David and Melissa Wallace and their son, Darren, have been raising hogs on their small family farm in Duplin County since 2012. The farm is Animal Welfare Approved (AWA), required for all NC hog growers who partner with Firsthand Foods. This means among other things that each sow has a shelter with a “pig rail”—a rail that gives the piglets a place to get away from their mother, who might accidentally crush them when she lies down. Piglets stay with their mothers for eight weeks. The AWA standards include other aspects of animal husbandry and welfare, record-keeping, pasture-management, and feeding and nutrition programs, with a goal of raising animals humanely, on pasture, without feeding antibiotics or animal by-products, or using added hormones.

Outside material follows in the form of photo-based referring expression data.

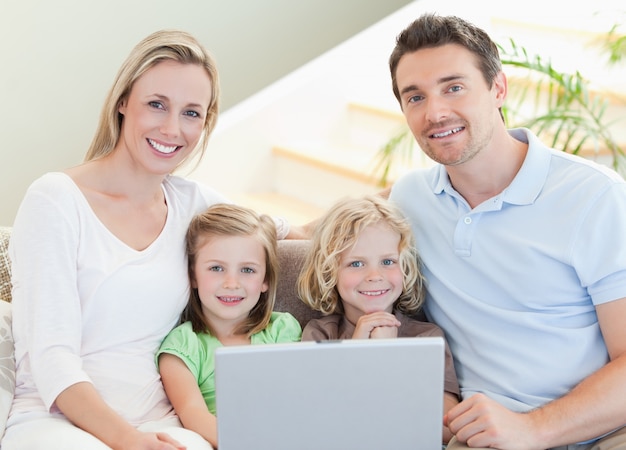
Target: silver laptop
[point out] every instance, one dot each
(343, 395)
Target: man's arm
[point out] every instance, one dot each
(594, 407)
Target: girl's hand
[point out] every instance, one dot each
(153, 441)
(368, 323)
(384, 333)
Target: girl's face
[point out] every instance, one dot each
(164, 115)
(229, 274)
(369, 276)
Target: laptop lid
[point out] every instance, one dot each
(352, 394)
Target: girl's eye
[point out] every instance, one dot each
(157, 105)
(414, 99)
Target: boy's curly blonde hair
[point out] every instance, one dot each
(338, 231)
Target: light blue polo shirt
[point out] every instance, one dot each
(513, 282)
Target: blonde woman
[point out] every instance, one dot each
(99, 264)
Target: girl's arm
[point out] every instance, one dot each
(449, 400)
(182, 389)
(84, 407)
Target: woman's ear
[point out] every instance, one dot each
(122, 107)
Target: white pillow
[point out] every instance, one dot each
(7, 364)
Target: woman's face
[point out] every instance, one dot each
(164, 115)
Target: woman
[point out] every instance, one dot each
(99, 264)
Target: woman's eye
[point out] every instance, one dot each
(192, 113)
(156, 104)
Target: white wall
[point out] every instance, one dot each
(59, 58)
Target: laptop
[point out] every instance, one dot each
(343, 395)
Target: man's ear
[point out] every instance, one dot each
(500, 88)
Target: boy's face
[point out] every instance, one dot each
(370, 277)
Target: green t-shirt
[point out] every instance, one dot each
(197, 351)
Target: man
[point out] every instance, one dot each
(524, 251)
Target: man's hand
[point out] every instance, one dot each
(482, 422)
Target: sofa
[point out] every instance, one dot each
(290, 253)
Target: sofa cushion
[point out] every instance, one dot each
(290, 256)
(7, 364)
(5, 267)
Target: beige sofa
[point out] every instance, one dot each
(290, 254)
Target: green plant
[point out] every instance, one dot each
(564, 111)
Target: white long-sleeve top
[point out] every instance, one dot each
(87, 307)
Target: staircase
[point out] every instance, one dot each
(311, 138)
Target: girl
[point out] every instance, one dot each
(98, 261)
(233, 267)
(362, 272)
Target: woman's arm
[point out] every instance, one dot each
(84, 407)
(182, 389)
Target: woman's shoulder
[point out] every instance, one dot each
(52, 182)
(183, 187)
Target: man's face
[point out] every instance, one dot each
(447, 103)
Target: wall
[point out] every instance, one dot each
(59, 58)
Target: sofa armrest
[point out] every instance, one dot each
(5, 267)
(7, 364)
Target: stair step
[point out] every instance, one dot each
(297, 212)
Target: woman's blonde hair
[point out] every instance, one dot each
(230, 220)
(338, 231)
(164, 45)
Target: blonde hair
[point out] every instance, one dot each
(164, 45)
(337, 231)
(231, 220)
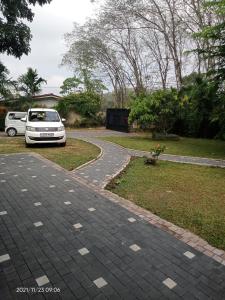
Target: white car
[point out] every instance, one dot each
(13, 123)
(44, 125)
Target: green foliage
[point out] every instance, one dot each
(158, 108)
(70, 85)
(157, 150)
(15, 35)
(214, 36)
(199, 101)
(86, 104)
(85, 83)
(30, 83)
(5, 82)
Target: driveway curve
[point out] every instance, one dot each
(114, 158)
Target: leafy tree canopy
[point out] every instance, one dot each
(15, 35)
(70, 85)
(6, 83)
(214, 35)
(86, 104)
(158, 108)
(30, 82)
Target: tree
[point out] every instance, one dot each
(85, 103)
(5, 82)
(30, 83)
(70, 85)
(214, 35)
(15, 35)
(158, 108)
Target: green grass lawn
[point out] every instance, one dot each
(73, 155)
(185, 146)
(192, 197)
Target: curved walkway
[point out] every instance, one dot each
(114, 157)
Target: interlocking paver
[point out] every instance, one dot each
(55, 250)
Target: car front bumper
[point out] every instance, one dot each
(33, 137)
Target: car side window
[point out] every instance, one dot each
(16, 116)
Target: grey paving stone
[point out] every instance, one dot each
(106, 233)
(42, 280)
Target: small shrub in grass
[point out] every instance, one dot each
(155, 152)
(150, 161)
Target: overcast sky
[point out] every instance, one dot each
(50, 23)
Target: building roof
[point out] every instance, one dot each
(47, 96)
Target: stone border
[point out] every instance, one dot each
(174, 157)
(181, 234)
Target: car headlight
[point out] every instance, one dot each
(29, 128)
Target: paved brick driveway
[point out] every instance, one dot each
(57, 233)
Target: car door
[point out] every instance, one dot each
(20, 125)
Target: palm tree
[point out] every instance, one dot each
(6, 83)
(30, 83)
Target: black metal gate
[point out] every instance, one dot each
(117, 119)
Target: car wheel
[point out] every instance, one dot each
(11, 132)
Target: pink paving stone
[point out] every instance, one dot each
(208, 247)
(217, 258)
(199, 248)
(218, 252)
(208, 253)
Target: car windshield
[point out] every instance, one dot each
(43, 116)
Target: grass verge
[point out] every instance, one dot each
(192, 197)
(185, 146)
(73, 155)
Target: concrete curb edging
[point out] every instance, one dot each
(134, 152)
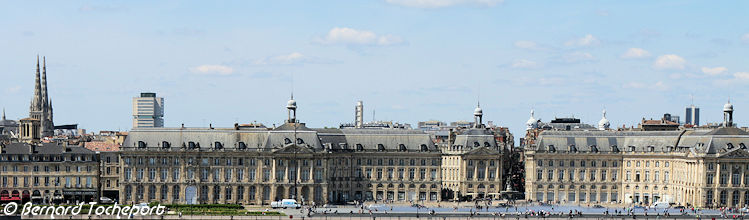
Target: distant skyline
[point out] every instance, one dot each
(410, 60)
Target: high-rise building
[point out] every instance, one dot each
(148, 111)
(692, 115)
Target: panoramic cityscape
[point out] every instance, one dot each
(294, 135)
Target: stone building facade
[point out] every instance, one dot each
(696, 167)
(49, 173)
(258, 165)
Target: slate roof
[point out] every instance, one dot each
(699, 141)
(45, 148)
(268, 140)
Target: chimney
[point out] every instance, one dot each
(359, 114)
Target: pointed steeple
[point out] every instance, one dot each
(37, 100)
(45, 98)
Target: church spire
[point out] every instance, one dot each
(45, 98)
(36, 102)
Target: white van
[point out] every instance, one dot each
(285, 203)
(660, 205)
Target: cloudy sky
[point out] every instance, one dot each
(408, 60)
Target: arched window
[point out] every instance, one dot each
(175, 193)
(227, 195)
(151, 193)
(216, 193)
(128, 193)
(164, 190)
(573, 148)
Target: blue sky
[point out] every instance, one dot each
(410, 60)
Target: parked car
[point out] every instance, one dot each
(105, 200)
(285, 203)
(660, 205)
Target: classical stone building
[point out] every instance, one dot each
(696, 167)
(39, 123)
(472, 162)
(257, 165)
(48, 173)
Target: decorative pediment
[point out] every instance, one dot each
(294, 148)
(482, 151)
(736, 153)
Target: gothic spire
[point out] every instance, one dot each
(45, 98)
(36, 102)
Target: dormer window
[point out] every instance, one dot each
(615, 148)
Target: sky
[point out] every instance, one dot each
(409, 60)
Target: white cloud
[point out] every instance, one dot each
(577, 57)
(587, 40)
(741, 75)
(13, 89)
(639, 85)
(524, 44)
(288, 59)
(713, 71)
(635, 53)
(669, 61)
(525, 64)
(350, 36)
(443, 3)
(212, 70)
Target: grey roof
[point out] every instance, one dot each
(45, 148)
(474, 138)
(268, 140)
(699, 141)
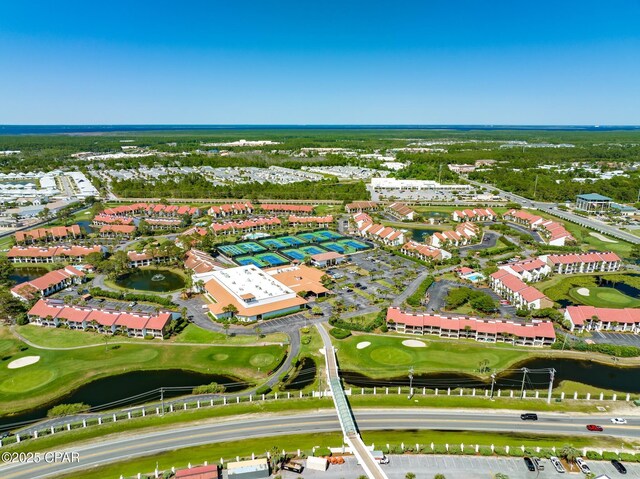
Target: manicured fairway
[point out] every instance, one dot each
(604, 298)
(59, 372)
(388, 357)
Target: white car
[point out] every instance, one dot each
(556, 463)
(582, 465)
(618, 420)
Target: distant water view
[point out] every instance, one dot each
(97, 129)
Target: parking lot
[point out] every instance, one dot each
(461, 467)
(622, 339)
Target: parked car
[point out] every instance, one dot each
(539, 464)
(557, 464)
(618, 420)
(529, 416)
(582, 465)
(529, 463)
(619, 466)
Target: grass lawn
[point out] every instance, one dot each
(59, 372)
(388, 357)
(305, 442)
(65, 338)
(604, 298)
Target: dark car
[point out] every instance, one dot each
(619, 466)
(529, 463)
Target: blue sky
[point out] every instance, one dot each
(326, 62)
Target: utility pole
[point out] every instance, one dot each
(493, 383)
(410, 382)
(524, 377)
(552, 373)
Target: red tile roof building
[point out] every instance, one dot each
(310, 220)
(56, 233)
(255, 224)
(400, 211)
(424, 252)
(553, 232)
(53, 254)
(54, 313)
(583, 262)
(48, 284)
(385, 234)
(521, 295)
(283, 208)
(590, 318)
(477, 214)
(110, 231)
(360, 206)
(533, 333)
(464, 234)
(230, 209)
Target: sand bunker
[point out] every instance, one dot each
(22, 362)
(602, 237)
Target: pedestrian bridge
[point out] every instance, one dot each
(345, 416)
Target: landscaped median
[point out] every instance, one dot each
(485, 444)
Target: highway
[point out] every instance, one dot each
(100, 452)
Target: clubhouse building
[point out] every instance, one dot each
(531, 333)
(252, 294)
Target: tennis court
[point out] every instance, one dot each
(245, 260)
(292, 240)
(272, 259)
(274, 243)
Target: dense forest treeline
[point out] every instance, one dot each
(195, 186)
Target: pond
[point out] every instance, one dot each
(122, 388)
(27, 273)
(420, 234)
(596, 375)
(156, 280)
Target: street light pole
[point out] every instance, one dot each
(410, 382)
(524, 377)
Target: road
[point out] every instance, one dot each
(550, 208)
(107, 451)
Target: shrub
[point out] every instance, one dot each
(67, 409)
(340, 333)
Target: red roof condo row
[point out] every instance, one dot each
(48, 284)
(360, 206)
(477, 214)
(254, 224)
(518, 292)
(55, 233)
(590, 318)
(34, 254)
(150, 209)
(310, 220)
(54, 313)
(582, 262)
(533, 333)
(385, 234)
(281, 208)
(554, 233)
(425, 252)
(230, 209)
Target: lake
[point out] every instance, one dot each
(156, 280)
(120, 387)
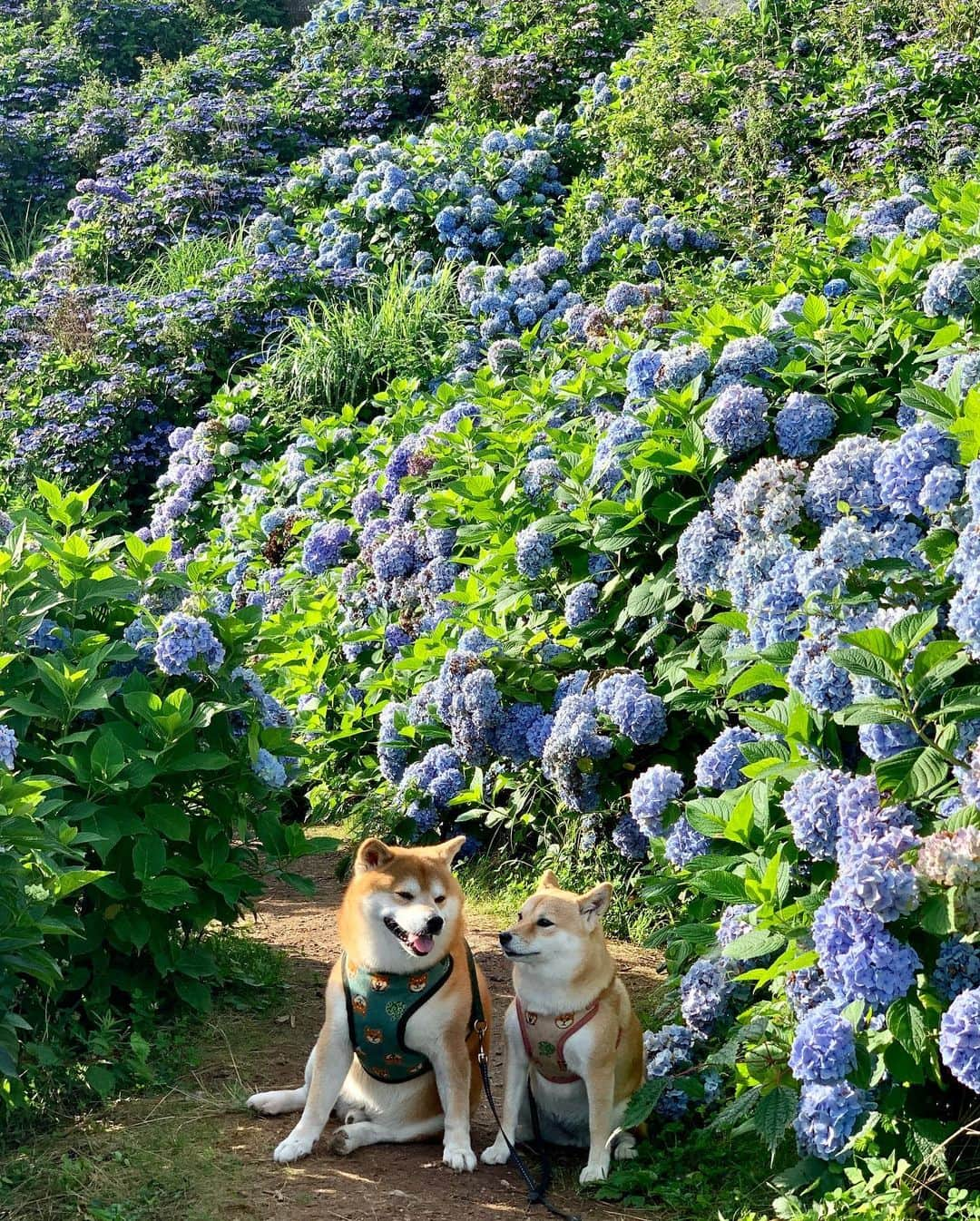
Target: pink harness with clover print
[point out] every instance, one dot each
(545, 1034)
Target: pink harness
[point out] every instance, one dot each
(545, 1036)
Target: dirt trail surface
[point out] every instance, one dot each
(197, 1154)
(387, 1182)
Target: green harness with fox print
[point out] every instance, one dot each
(377, 1010)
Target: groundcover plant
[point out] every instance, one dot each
(554, 424)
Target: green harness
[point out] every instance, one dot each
(377, 1010)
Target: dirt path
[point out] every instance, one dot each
(197, 1154)
(383, 1181)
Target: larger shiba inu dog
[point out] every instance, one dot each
(571, 1031)
(396, 1054)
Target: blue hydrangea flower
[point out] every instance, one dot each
(902, 465)
(705, 991)
(581, 604)
(826, 1118)
(269, 769)
(667, 1050)
(824, 1047)
(630, 839)
(737, 419)
(959, 1040)
(651, 794)
(732, 923)
(802, 424)
(704, 552)
(534, 552)
(185, 639)
(631, 708)
(323, 546)
(810, 805)
(7, 747)
(957, 969)
(720, 766)
(950, 288)
(846, 475)
(683, 844)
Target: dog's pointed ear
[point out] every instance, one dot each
(448, 850)
(595, 905)
(372, 855)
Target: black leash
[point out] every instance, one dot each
(536, 1192)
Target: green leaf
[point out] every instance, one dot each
(774, 1114)
(912, 773)
(643, 1101)
(859, 660)
(149, 856)
(906, 1026)
(719, 884)
(166, 893)
(67, 883)
(193, 992)
(754, 944)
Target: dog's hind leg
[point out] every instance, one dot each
(356, 1136)
(281, 1101)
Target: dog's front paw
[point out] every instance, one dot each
(295, 1146)
(460, 1157)
(595, 1172)
(495, 1154)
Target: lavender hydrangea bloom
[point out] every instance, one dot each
(651, 794)
(631, 708)
(7, 747)
(950, 288)
(824, 1047)
(802, 423)
(323, 546)
(959, 1040)
(667, 1050)
(720, 766)
(704, 995)
(704, 552)
(732, 923)
(826, 1118)
(957, 969)
(183, 639)
(902, 465)
(683, 844)
(581, 603)
(630, 839)
(269, 769)
(534, 552)
(810, 805)
(737, 419)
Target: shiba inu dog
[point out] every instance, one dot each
(396, 1055)
(571, 1030)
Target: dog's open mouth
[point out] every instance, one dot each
(418, 943)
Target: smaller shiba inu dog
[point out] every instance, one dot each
(396, 1056)
(571, 1031)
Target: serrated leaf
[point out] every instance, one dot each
(754, 944)
(774, 1114)
(643, 1101)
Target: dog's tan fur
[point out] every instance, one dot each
(557, 969)
(441, 1100)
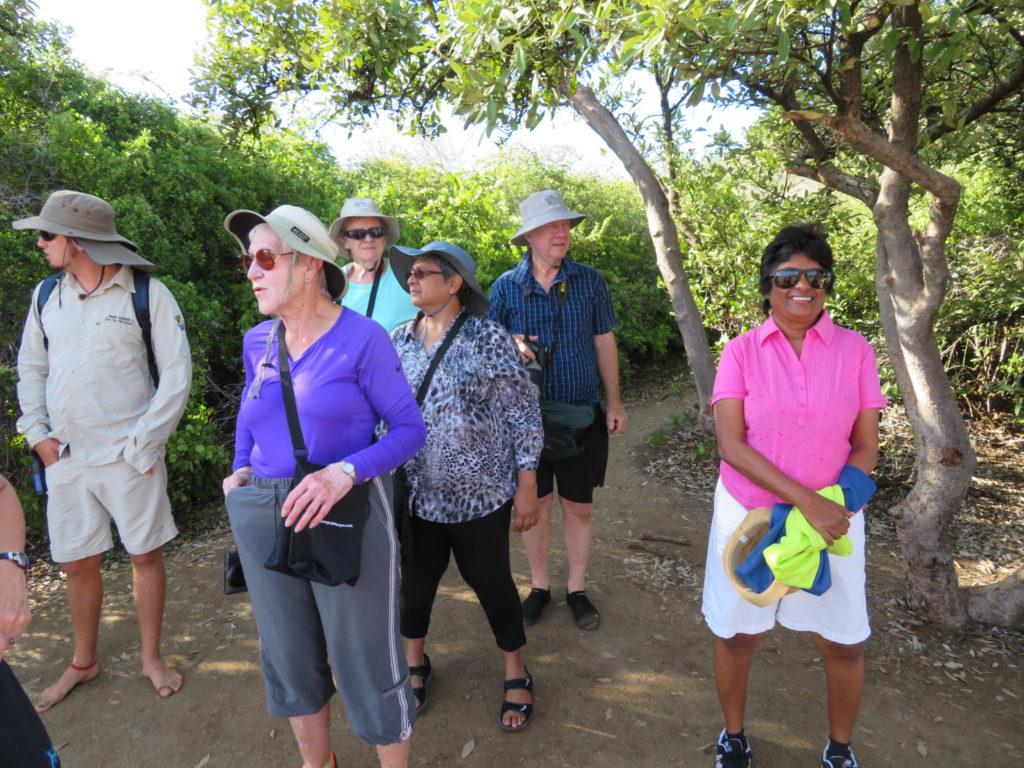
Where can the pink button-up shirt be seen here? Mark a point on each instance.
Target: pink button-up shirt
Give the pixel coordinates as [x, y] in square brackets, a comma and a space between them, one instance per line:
[799, 412]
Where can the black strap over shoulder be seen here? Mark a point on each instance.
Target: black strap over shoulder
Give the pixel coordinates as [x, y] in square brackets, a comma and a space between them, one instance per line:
[378, 272]
[139, 302]
[562, 290]
[421, 393]
[298, 443]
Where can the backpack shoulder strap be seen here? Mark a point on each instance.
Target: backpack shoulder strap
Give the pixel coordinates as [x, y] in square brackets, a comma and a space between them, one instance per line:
[140, 303]
[45, 289]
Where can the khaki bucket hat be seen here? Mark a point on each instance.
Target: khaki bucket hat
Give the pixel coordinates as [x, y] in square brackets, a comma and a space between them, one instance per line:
[740, 544]
[543, 208]
[90, 221]
[300, 230]
[358, 208]
[403, 258]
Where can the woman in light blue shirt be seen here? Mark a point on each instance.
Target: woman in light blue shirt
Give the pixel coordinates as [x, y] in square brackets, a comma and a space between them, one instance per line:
[363, 233]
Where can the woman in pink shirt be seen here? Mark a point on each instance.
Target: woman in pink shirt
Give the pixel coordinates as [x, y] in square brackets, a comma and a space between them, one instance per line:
[796, 399]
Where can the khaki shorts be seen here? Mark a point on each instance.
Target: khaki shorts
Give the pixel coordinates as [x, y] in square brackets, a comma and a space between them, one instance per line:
[84, 500]
[840, 614]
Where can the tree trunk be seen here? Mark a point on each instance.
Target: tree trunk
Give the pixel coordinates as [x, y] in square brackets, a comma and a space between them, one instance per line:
[663, 233]
[945, 461]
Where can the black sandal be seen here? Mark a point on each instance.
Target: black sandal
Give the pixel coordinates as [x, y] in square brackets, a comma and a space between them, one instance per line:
[426, 672]
[522, 683]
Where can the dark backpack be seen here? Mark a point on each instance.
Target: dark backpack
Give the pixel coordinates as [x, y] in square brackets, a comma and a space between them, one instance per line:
[139, 302]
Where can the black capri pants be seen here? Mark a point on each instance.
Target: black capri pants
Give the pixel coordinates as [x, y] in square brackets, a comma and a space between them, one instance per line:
[481, 552]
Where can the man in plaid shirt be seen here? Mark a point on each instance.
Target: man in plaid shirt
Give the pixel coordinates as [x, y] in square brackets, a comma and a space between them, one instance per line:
[553, 303]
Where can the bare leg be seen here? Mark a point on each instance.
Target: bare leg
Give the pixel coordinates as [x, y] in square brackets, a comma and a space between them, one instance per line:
[732, 671]
[85, 597]
[393, 756]
[845, 677]
[150, 582]
[579, 536]
[514, 669]
[538, 544]
[312, 734]
[414, 657]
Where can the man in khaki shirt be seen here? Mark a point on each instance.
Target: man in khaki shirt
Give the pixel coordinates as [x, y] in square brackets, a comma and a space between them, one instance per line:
[94, 416]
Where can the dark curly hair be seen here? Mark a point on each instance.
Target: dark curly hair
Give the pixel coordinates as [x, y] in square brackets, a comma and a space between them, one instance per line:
[807, 239]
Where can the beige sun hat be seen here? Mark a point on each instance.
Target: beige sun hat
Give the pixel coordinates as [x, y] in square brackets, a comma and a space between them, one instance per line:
[543, 208]
[90, 221]
[740, 544]
[359, 208]
[300, 230]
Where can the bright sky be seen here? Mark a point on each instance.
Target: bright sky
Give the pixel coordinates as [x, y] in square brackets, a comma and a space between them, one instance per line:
[147, 47]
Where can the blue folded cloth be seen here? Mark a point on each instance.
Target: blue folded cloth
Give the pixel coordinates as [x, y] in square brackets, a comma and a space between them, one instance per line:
[755, 572]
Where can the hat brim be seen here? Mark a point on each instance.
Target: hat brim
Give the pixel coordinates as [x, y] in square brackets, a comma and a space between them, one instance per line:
[519, 239]
[402, 259]
[390, 223]
[241, 223]
[49, 225]
[740, 544]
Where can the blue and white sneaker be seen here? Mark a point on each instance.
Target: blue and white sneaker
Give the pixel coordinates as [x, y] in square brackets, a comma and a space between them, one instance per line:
[839, 761]
[732, 753]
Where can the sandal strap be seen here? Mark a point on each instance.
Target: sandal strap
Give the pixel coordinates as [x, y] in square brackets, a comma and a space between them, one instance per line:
[520, 683]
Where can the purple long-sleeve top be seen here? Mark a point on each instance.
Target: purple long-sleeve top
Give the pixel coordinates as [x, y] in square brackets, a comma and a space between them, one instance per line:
[347, 381]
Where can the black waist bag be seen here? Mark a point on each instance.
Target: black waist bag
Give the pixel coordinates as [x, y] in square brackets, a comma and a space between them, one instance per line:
[331, 552]
[564, 426]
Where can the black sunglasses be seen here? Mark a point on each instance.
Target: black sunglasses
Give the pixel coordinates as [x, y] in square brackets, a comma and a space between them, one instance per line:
[786, 279]
[375, 231]
[266, 259]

On the farm, sows lay in the shade of their houses, surrounded by wriggling piglets, or in a wooded paddock where the growing piglets can run about. Out in the fields, the larger pigs roamed in pastures. A common misconception is that pigs should be “grass fed.” Pigs are not ruminants like cows; grass is never the major part of their diet. The Wallaces raise the hogs outdoors in their natural habitat of woods and pasture, and give them supplemental feed.
In order to have a supply of non-GMO feed, the Wallaces started growing the corn themselves. They save 20,000 bushels of the harvest for themselves and sell the rest. They also grow soybeans and, with help from grants, invested in a soybean crusher that roasts the beans before pressing the oil from them. Altogether, they farm 700 acres. They buy minerals to supplement the corn and soybeans. The Wallaces do not add antibiotics to their pigs’ feed. Confinement operations often do because the pigs are kept in such close quarters, but the Wallaces have never needed antibiotics. The piglets get antibodies from their mothers’ milk, and they live in a natural and healthy environment.
David and Melissa both grew up on farms. They used to focus on growing row crops and commodity crops like wheat and corn. For nineteen years, they didn’t raise hogs because of all the large hog operations surrounding their farm, but they started again and now partner with sellers like Firsthand Foods, The Pig, and Lady Edison. They’re both passionate about farming and enjoy trying new methods and continually seeking to improve their operation.